As different countries introduce various measures like restricting movement and quarantine to slow down the spread of COVID-19, this has adversely affected our normal routines. The new realities of isolation, working from home, financial uncertainty caused by temporary unemployment, and lack of physical contact from friends, take time to get used to.

Adapting to the new lifestyle changes, coupled with the stress of fear of getting the virus and worrying about our families, the future can be challenging for all of us, thus affecting our mental well-being. As we strive to get updated about coronavirus and its impact, there are several things we can do to manage our mental health.

Stay informed by reputable sources.

Speculations and rumors mostly fuel anxiety. To get the right information, watch trusted news channels such as national TV and radio. Also, listen for advice about the pandemic from national and local authorities. This isn’t the time to believe everything you read on social media and personal blogs. Instead, follow reputable sources like the CDC or the World Health Organization.

You can also limit the time spent on following up about the pandemic. If the news is causing you distress and anxiety, you’ll need to find a balance. Take time to watch or read about something that keeps you calm and relaxed. Do things you enjoy, or even try to exercise.

Stay connected.

If your movements are restricted, avoid social isolation and contact friends and family via social media or telephone calls. If you’re not restricted from going out, you can take walks every day, but make sure you’re wearing a mask and observing social distancing recommendations. Purchase your masks from Facemasks-UK and remember to wash your hands.
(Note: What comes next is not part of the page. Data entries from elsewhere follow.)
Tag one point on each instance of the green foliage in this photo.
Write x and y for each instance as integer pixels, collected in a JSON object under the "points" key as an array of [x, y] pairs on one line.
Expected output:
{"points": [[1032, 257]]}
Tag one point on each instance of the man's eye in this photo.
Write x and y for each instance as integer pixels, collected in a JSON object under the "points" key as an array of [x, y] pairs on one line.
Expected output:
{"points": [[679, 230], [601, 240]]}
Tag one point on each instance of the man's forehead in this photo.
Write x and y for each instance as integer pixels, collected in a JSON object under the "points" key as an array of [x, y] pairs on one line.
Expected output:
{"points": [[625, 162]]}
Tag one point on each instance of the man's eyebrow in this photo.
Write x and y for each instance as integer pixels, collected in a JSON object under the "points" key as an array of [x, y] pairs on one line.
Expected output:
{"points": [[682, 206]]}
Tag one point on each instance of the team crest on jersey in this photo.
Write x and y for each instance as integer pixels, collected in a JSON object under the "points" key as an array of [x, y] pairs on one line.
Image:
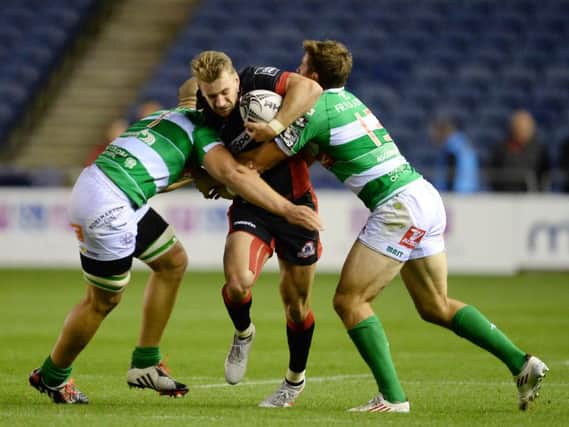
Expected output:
{"points": [[412, 237], [146, 137], [307, 250], [268, 71], [130, 163]]}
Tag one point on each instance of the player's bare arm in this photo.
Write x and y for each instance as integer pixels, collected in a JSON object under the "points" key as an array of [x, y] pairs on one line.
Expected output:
{"points": [[187, 94], [246, 182], [301, 95], [262, 158]]}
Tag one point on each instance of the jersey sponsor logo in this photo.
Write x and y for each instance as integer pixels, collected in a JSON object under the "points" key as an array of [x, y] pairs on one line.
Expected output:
{"points": [[127, 239], [78, 232], [105, 218], [395, 252], [245, 223], [412, 237], [268, 71], [308, 250]]}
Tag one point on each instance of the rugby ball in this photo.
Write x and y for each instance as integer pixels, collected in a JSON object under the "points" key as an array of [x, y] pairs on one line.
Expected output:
{"points": [[259, 105]]}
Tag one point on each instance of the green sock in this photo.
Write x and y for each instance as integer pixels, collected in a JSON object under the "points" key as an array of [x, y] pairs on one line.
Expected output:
{"points": [[470, 324], [143, 357], [52, 375], [371, 341]]}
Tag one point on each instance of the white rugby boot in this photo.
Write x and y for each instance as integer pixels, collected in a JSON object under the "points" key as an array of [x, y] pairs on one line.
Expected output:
{"points": [[379, 404], [237, 357], [284, 396], [156, 378], [529, 381]]}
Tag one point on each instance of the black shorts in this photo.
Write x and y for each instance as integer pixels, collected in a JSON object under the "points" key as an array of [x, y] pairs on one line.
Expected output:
{"points": [[292, 243]]}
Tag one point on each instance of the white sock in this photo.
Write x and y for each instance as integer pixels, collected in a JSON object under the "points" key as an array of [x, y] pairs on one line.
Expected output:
{"points": [[294, 377], [246, 333]]}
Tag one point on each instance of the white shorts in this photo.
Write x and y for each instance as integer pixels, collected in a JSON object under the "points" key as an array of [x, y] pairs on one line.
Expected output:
{"points": [[103, 217], [409, 225]]}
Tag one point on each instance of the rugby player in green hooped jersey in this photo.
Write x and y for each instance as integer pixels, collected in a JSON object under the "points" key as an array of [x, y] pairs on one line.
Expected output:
{"points": [[403, 234], [113, 223]]}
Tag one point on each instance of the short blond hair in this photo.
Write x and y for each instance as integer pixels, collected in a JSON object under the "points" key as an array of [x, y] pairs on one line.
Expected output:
{"points": [[331, 60], [208, 65]]}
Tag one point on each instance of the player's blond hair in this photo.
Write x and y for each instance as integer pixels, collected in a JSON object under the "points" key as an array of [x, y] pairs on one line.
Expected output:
{"points": [[208, 65], [331, 60]]}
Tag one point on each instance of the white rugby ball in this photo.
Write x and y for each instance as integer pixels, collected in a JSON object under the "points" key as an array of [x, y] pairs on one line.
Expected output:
{"points": [[259, 105]]}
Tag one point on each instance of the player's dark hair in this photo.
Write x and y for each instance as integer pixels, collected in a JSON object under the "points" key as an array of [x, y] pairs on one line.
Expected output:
{"points": [[331, 60]]}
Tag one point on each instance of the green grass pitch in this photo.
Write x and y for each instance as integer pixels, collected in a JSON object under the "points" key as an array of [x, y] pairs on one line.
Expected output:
{"points": [[449, 381]]}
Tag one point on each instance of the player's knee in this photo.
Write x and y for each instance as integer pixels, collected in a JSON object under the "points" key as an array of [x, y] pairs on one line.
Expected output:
{"points": [[173, 263], [102, 302], [436, 312], [239, 282], [342, 303], [297, 311]]}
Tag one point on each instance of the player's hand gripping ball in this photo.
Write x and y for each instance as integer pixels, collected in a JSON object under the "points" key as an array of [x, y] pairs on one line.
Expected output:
{"points": [[259, 105]]}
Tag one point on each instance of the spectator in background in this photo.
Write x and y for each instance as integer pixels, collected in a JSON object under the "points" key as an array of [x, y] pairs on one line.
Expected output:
{"points": [[520, 163], [457, 167], [563, 165]]}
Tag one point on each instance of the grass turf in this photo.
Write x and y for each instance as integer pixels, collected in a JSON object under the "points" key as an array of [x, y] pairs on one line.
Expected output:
{"points": [[448, 380]]}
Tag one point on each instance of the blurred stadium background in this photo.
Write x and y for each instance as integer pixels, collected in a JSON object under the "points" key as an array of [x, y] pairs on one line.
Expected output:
{"points": [[71, 67]]}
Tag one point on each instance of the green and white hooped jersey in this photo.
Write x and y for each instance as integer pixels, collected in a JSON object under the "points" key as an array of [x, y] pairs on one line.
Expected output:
{"points": [[353, 145], [152, 153]]}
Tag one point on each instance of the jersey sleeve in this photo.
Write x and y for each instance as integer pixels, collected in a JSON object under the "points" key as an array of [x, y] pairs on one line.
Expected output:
{"points": [[205, 139], [268, 78], [302, 132]]}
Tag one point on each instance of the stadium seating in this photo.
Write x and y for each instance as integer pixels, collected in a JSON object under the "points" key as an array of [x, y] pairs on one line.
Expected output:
{"points": [[33, 37], [478, 60]]}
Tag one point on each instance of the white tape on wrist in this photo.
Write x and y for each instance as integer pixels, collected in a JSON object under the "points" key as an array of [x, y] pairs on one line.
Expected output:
{"points": [[277, 126]]}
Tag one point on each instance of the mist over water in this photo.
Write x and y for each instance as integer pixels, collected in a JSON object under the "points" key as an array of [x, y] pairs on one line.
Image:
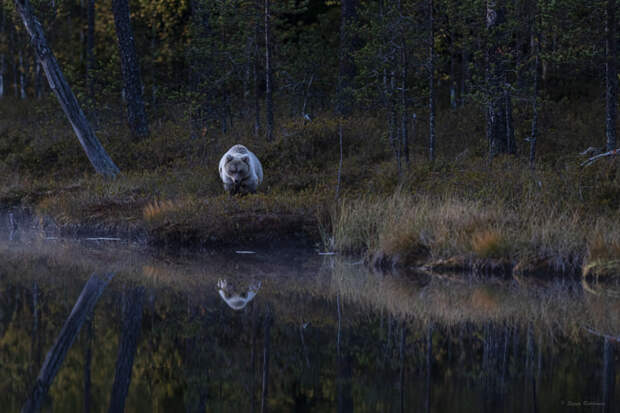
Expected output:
{"points": [[96, 326]]}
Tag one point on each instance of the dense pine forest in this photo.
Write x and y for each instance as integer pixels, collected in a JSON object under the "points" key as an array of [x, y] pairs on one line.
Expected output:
{"points": [[450, 134]]}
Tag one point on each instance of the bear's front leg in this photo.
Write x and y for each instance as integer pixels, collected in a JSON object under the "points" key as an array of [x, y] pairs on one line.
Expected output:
{"points": [[231, 188]]}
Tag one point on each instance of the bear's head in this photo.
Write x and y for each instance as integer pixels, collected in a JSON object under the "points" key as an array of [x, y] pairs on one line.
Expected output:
{"points": [[237, 168]]}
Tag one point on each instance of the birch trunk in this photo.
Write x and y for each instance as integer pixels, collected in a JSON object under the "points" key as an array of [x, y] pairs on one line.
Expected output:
{"points": [[255, 70], [268, 74], [84, 132], [534, 133], [90, 44], [130, 68], [497, 105], [431, 84], [611, 76]]}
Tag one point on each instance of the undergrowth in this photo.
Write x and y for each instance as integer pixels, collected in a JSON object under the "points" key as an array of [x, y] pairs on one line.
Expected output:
{"points": [[461, 204]]}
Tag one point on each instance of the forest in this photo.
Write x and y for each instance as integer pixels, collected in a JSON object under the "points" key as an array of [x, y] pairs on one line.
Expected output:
{"points": [[439, 133]]}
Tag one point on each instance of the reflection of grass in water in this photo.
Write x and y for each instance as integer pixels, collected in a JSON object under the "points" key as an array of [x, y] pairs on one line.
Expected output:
{"points": [[434, 298], [295, 289]]}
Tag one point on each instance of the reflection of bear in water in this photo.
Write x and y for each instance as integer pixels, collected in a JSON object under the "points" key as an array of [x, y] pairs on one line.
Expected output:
{"points": [[240, 170], [234, 300]]}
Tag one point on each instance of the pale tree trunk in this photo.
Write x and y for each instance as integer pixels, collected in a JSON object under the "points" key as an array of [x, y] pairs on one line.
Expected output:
{"points": [[90, 44], [452, 81], [498, 103], [38, 81], [464, 75], [268, 74], [22, 76], [611, 76], [84, 132], [431, 83], [403, 103], [255, 70], [130, 67], [534, 133], [347, 69]]}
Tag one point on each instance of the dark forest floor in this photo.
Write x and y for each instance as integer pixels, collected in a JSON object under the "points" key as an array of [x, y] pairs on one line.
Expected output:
{"points": [[458, 213]]}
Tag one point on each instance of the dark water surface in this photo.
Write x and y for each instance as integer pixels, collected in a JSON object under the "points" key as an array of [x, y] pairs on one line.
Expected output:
{"points": [[92, 327]]}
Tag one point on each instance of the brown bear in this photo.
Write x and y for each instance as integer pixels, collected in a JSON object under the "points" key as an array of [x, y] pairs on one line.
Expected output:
{"points": [[240, 170]]}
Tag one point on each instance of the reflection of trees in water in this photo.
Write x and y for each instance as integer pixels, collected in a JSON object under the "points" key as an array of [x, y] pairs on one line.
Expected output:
{"points": [[53, 361], [130, 332], [367, 344], [609, 375]]}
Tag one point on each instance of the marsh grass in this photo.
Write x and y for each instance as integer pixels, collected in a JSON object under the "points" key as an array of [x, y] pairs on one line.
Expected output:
{"points": [[461, 205]]}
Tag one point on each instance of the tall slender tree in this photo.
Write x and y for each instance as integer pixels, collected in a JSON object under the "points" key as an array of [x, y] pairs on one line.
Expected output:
{"points": [[96, 154], [130, 67], [90, 45], [431, 82], [268, 73], [498, 99], [611, 76]]}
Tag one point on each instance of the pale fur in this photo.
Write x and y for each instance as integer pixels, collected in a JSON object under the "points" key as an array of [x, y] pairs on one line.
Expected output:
{"points": [[240, 170]]}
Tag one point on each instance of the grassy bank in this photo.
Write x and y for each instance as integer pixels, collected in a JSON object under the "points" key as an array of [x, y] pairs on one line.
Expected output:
{"points": [[460, 212]]}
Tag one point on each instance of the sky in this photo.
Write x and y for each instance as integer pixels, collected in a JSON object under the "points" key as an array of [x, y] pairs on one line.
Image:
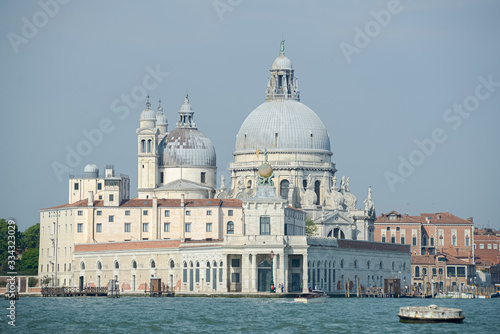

If you know someone who can’t get out due to various reasons, offer some help by doing their shopping and checking after them via emails or texts. If you’re able to, you can also provide relief to people going through hardships during this time. Doing some shopping or supporting them can mean a lot to them.

Get help when you need it.

Despite your best efforts to stay positive, you may find that you still have feelings of sadness, loneliness, depression, and helplessness. You may also find that you have difficulty doing simple stuff like sleeping, concentrating on typical tasks, and changes in appetite or body fatigue. When these symptoms last for several days in a row, and you find it difficult to do daily tasks, making you miserable or feel that life is unbearable, it’s time to ask for help.

Having hopes of your stress and anxiety going away on their own may even worsen the situation. If you have concerns about your mental health or experiencing worsening cases of anxiety and panic, ask for help. It may be hard, but you can talk to your close friends or seek professional help from a primary caregiver, and ask for advice and guidance to help you feel better.